ALTER TABLE `alarm` 
    ADD PRIMARY KEY (`alarmTypeID`,`vehicleID`,`gDateTime`); 
COMMIT;

All looks good but recently I was doing some googling on related topic and found that some discussion https://www.quora.com/Is-it-a-bad-idea-to-have-a-primary-key-on-3-or-more-columns are against composite primary key and would prefer to go with autoincrement mainly for insert purpose. Can some one shed more light on this to maintain composite key of primary or move back to autoincrement?

Best Answer

There is nothing wrong with a composite key. However, you have to take into account how InnoDB stores data.

Quoting the above linked documentation:

The data in each InnoDB table is divided into pages. The pages that make up each table are arranged in a tree data structure called a B-tree index. Table data and secondary indexes both use this type of structure. The B-tree index that represents an entire table is known as the clustered index, which is organized according to the primary key columns. The nodes of the index data structure contain the values of all the columns in that row (for the clustered index) or the index columns and the primary key columns (for secondary indexes).

That is, InnoDB will store the data according to your PRIMARY KEY. If the data you're inserting has an increasing PK, page fragmentation does not occur. That will happen always with an AUTO_INCREMENT. If you're inserting the data in chronological order (i.e. gDateTime is always monotonically increasing), changing the order of the columns that make out your PK to:

PRIMARY KEY (`gDateTime`, `alarmTypeID`, `vehicleID`)

... will have the same advantages, with regard to not having to "fit a new row in the middle of others" (which means, the B-tree isn't fragmented for every insert).

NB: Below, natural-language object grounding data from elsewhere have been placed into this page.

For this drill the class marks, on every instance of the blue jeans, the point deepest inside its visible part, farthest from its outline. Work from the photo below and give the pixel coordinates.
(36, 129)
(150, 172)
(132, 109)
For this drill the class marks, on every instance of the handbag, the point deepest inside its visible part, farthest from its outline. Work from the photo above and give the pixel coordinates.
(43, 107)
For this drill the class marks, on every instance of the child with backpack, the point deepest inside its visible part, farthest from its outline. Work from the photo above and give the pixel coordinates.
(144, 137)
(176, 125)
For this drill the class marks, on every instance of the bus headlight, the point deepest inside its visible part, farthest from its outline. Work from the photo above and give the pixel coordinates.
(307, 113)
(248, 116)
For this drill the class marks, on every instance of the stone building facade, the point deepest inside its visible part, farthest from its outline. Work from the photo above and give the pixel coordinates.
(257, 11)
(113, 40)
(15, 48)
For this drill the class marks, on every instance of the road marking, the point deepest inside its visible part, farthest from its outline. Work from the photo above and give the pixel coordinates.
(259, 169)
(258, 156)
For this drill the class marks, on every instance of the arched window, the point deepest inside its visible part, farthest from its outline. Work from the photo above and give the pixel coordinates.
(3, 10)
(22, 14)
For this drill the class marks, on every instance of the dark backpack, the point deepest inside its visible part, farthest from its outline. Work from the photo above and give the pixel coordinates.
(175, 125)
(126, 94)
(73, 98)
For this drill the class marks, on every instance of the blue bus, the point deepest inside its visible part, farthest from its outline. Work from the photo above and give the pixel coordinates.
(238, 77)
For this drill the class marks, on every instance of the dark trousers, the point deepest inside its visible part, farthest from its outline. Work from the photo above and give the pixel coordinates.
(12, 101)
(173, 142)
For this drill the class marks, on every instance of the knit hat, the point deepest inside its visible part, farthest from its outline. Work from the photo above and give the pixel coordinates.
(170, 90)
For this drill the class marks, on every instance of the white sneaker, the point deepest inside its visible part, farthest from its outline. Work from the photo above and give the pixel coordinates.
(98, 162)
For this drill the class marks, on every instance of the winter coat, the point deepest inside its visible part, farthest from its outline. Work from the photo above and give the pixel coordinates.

However: if you reference this table from other (related) tables, you have to store, in the referencing table always the PK (gDateTime, alarmTypeID, vehicleID). This means you're saving every time 7 or 8 bytes of storage. The composite PK would use 2 + 1 + 8 = 11 bytes of information (probably it uses 12 bytes due to alignment); whereas an INT UNSIGNED AUTO_INCREMENT, you'll use only 4 bytes in the referencing table. You're limited to a 2^32 different values for your PK. If you need more than 2^32 values, you'll need BIGINT AUTO_INCREMENT, that gives you 2^64 (and I haven't found yet a practical case where this isn't big enough).

Whether this makes sense or not, depends a lot on your particular scenario.